Tanggal 20 Mei, bersama dengan I Gusti Made Jungutan, seorang patih Karangasem yang membelot dan memilih bergabung dengan pasukan Mataram, menyerbu desa Ujung dan selanjutnya meneruskan serangan ke puri Karangasem. Dalam usahanya mempertahankan puri, raja Karangasem gugur.
Raja Buleleng sendiri, bersama dengan patih Jelantik menyingkir ke desa Balepundak. Oleh pasukan Mataram, mereka terus dikejar. Pertempuran sengit pun terjadi di Balepundak. Dalam pertempuran ini, raja Buleleng dan patih Jelantik gugur.
Selanjutnya pada 24 Mei, pasukan Mataram bergabung dengan pasukan Belanda pimpinan Jendral Michiels dan Letkol Van Swieten. Pasukan gabungan ini terlibat pertempuran di Goa Lawah, lawan yang dihadapi adalah pasukan Dewa Agung dari Klungkung dan pasukan Dewa Pahang dari Gianyar. Klungkung dan Gianyar dapat dipukul mundur, dan tepat pada pukul 3 sore, Belanda berhasil menduduki Kusamba.
Nasib malang menimpa Jendral Michiels, tanggal 25 Mei, lewat serangan mendadak yang dilakukan pasukan Klungkung, ia tertembak dan meninggal tepat tengah malam. Atas kematian Jendral Michiels, komando pimpinan diserahkan pada Letkol Van Swieten
Sebagai bukti pasukan Mataram telah berhasil mengalahkan Buleleng dan Karangasem.

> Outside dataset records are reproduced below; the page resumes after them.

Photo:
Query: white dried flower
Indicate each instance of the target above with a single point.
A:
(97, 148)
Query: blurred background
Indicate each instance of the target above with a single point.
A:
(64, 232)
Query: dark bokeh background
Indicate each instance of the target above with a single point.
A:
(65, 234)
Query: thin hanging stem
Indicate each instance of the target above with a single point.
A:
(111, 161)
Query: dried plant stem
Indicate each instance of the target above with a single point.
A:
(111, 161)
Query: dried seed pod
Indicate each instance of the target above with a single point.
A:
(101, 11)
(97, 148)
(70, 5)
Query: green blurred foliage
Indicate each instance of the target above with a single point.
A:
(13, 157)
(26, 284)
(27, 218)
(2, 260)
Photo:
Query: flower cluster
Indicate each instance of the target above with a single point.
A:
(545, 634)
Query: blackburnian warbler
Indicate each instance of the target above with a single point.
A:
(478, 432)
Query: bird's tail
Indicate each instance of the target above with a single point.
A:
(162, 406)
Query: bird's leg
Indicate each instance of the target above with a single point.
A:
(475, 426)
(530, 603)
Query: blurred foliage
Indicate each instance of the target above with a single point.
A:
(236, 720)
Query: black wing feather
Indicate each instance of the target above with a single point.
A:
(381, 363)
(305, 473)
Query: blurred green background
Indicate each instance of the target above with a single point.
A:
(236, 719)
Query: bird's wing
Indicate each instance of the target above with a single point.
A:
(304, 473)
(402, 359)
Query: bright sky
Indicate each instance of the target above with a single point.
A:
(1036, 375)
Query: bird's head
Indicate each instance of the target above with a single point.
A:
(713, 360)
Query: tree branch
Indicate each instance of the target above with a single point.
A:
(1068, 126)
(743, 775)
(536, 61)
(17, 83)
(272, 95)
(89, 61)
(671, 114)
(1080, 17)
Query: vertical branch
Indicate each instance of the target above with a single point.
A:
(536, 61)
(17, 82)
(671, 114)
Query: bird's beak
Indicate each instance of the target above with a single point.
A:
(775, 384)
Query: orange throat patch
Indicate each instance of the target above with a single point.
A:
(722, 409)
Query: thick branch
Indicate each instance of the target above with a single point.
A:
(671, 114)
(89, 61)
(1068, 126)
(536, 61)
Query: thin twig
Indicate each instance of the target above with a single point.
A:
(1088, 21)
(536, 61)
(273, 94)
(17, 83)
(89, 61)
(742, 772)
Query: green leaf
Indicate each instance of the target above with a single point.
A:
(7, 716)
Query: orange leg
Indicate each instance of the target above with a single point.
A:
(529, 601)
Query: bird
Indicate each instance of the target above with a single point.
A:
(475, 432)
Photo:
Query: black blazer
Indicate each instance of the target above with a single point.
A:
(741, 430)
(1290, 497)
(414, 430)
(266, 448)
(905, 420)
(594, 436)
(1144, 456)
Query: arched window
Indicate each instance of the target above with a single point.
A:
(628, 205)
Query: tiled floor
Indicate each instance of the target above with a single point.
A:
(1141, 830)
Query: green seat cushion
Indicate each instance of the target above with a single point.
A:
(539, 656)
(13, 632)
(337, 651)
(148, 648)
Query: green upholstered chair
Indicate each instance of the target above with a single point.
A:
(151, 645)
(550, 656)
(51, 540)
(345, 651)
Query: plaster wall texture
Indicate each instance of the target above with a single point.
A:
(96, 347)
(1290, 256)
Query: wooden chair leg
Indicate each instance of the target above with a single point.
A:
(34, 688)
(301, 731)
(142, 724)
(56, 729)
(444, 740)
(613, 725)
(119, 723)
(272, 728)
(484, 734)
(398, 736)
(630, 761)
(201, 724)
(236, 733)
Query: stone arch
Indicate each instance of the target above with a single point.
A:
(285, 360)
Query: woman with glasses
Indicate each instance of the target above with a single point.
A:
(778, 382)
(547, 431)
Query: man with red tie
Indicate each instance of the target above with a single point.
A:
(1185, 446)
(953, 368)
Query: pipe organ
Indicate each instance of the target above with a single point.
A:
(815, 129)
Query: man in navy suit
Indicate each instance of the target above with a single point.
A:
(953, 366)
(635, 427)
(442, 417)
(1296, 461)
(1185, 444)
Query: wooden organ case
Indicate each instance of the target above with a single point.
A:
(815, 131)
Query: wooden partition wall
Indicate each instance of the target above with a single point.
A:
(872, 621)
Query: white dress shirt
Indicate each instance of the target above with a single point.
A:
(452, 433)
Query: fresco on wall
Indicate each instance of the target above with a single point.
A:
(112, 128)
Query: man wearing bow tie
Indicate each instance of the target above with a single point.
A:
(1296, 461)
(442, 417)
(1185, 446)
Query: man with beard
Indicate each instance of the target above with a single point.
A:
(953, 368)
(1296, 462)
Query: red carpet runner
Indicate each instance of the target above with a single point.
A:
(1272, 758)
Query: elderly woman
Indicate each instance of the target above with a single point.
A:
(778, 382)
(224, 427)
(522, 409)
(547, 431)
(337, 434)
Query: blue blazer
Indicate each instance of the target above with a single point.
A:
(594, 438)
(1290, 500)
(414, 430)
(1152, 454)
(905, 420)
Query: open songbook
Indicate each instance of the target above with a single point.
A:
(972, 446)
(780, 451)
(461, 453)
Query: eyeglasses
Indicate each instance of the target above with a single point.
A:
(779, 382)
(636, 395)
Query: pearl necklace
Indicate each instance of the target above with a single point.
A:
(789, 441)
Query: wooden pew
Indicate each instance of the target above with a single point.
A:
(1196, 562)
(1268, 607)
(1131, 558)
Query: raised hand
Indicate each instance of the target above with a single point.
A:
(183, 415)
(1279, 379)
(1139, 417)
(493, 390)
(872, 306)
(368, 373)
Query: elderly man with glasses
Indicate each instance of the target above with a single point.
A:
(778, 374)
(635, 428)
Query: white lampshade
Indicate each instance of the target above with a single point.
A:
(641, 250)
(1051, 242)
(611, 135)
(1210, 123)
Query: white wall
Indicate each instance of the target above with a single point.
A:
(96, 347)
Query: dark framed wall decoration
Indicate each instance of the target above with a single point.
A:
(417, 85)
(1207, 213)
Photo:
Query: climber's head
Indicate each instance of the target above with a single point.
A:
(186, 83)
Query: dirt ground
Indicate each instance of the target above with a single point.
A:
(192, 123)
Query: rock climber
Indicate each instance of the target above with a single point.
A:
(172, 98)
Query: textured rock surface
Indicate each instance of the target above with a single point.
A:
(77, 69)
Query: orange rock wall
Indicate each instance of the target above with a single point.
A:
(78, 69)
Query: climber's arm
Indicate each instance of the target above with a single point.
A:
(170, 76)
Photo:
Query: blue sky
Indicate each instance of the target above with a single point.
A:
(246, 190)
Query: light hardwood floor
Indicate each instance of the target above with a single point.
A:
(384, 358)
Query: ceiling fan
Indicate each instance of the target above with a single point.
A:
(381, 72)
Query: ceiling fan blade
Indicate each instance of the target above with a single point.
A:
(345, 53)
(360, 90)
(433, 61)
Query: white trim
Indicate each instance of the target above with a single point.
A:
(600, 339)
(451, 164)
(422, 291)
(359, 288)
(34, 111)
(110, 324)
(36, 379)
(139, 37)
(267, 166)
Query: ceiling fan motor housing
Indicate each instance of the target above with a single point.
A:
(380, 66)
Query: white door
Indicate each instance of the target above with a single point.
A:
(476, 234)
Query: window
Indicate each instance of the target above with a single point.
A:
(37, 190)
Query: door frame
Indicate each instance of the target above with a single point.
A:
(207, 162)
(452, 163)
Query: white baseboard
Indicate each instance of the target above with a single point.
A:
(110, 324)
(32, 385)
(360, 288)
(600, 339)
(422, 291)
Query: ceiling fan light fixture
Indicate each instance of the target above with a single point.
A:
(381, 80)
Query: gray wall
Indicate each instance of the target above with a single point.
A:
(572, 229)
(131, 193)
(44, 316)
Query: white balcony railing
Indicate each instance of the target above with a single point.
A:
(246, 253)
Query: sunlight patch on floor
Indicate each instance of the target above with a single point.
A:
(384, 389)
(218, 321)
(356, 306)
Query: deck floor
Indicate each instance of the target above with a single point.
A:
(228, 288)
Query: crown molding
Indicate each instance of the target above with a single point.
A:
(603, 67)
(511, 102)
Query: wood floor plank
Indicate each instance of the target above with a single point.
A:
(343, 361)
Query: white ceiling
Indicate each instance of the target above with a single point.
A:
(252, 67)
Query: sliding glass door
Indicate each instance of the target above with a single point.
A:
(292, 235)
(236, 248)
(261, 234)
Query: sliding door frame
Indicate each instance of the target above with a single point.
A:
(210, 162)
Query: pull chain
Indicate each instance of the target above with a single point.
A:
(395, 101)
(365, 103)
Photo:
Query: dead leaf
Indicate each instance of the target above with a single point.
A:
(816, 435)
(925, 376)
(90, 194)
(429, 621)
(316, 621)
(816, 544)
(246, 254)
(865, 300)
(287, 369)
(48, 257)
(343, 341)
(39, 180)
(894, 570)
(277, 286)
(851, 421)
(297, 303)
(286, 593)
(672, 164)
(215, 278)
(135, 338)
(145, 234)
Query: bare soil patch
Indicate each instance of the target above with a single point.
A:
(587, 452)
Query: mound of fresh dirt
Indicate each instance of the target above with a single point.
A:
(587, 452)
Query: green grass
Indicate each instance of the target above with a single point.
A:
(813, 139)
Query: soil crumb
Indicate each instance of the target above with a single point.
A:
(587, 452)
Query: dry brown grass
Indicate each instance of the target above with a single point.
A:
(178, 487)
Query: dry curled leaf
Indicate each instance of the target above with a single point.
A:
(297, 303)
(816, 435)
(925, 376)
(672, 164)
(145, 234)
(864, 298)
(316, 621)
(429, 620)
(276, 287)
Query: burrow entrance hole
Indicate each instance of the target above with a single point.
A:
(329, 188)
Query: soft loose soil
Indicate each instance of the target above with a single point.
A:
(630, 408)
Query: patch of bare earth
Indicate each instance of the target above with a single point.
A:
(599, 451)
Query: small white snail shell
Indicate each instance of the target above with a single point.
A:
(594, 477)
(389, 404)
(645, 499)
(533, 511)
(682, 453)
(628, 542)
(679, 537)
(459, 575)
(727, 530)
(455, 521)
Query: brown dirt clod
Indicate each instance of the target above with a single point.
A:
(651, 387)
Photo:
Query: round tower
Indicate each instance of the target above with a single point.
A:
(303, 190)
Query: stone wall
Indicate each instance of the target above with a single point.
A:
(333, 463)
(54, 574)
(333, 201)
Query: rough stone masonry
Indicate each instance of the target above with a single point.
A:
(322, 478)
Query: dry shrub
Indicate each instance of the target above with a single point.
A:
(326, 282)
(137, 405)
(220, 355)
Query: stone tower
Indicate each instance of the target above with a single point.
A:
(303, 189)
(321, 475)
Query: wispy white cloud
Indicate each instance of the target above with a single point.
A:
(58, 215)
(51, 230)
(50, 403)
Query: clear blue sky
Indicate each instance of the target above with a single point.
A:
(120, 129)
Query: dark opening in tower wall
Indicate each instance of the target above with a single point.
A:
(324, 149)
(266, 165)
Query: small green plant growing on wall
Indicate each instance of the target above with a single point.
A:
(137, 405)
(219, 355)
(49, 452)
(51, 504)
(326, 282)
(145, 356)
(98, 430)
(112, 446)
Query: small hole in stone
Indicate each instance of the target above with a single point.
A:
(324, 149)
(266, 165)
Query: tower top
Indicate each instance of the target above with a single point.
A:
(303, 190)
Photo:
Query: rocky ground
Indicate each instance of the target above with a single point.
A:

Bertempat di Padang Bai, pimpinan pasukan Mataram, I Gusti Gde Rai pada 28 Mei, menyerahkan tiga buah keris kepada Letkol Van Swieten. Tiga keris itu masing masing milik raja Buleleng, raja Karangasem dan patih I Gusti Jelantik.
Atas jasanya membantu Belanda, Mataram dan Belanda pada 21 Juli 1849, membuat kesepakatan yang terdiri dari 17 pasal dan pasal terakhir menyebutkan; "Tanpa ijin pemerintah Belanda, Karangasem tidak akan diperkenankan jatuh kepada raja lain, kecuali raja Mataram". (Parimartha:2011;34)
Dengan adanya perjanjian itu, maka sah sudah Karangasem milik Mataram. Menindaklanjuti hal tersebut, raja Mataram akhirnya mengirim dua orang keponakanya untuk mulai memerintah di Karangasem. Dua kemenakanya itu bernama I Gusti Gde Putu dan I Gusti Gde Oka.
Demikian kisah singkat Mataram dalam usahanya menempatkan Karangasem dalam wilayah kekuasaanya.